Recent algorithmic developments  have enabled dramatic improvements in performance for clustering applications. Previously, the workhorse clustering algorithm was k-means which scaled linearly with the desired number of clusters times the data size times the number of iterations required. The number of iterations itself depended on the number of clusters and in map-reduce implementations such as in Mahout , the required iterative implementation is exceedingly painful.

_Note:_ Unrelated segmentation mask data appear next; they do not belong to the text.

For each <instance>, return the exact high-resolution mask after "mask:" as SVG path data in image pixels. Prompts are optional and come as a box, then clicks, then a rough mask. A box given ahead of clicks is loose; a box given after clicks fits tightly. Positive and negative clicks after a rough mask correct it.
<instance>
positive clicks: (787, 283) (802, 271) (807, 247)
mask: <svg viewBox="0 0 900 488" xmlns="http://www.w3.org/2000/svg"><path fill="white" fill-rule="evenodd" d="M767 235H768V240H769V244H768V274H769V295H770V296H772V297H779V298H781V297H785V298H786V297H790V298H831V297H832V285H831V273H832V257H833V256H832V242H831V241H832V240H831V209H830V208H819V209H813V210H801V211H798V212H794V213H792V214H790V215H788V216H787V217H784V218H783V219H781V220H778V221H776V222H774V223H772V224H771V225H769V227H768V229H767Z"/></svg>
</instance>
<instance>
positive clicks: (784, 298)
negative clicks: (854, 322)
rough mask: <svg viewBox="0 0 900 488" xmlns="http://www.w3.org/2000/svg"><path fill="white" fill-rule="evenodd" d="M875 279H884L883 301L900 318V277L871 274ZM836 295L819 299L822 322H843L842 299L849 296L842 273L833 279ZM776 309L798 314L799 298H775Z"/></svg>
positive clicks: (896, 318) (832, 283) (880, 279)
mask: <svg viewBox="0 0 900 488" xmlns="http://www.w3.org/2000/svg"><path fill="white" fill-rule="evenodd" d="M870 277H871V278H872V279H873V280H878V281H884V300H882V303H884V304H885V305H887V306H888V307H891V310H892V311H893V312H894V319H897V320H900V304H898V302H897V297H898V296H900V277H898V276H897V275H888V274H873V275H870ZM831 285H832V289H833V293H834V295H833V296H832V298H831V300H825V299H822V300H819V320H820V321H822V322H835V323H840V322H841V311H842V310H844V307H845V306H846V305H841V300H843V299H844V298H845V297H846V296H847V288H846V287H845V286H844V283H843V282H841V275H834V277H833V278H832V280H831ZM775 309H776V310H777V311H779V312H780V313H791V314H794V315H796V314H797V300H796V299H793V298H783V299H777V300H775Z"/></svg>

These new algorithms require only a single pass over the data and each pass has a cost that is roughly O(log k) where k is the desired number of clusters. The resulting implementation  which is being ported into Mahout has demonstrated some stunning speed. In one test, a uni-processor threaded implementation demonstrated the ability to cluster data points in just 20 micro-seconds per data point. Moreover, this algorithm is easily ported to map-reduce with essentially perfect linear scaling. This implies we should be able to cluster hundreds of millions of data points in minutes on moderate sized cluster. Even more exciting, these algorithms are online algorithms, so it is possible to build a real-time clustering engine that clusters data points as they arrive and never needs to look back at old data.
I will talk about the basic intuitions behind these algorithms, how they are implemented, their limitations and how to use them. I will also talk about some of the very exciting practical implications of having a super-fast clustering algorithm.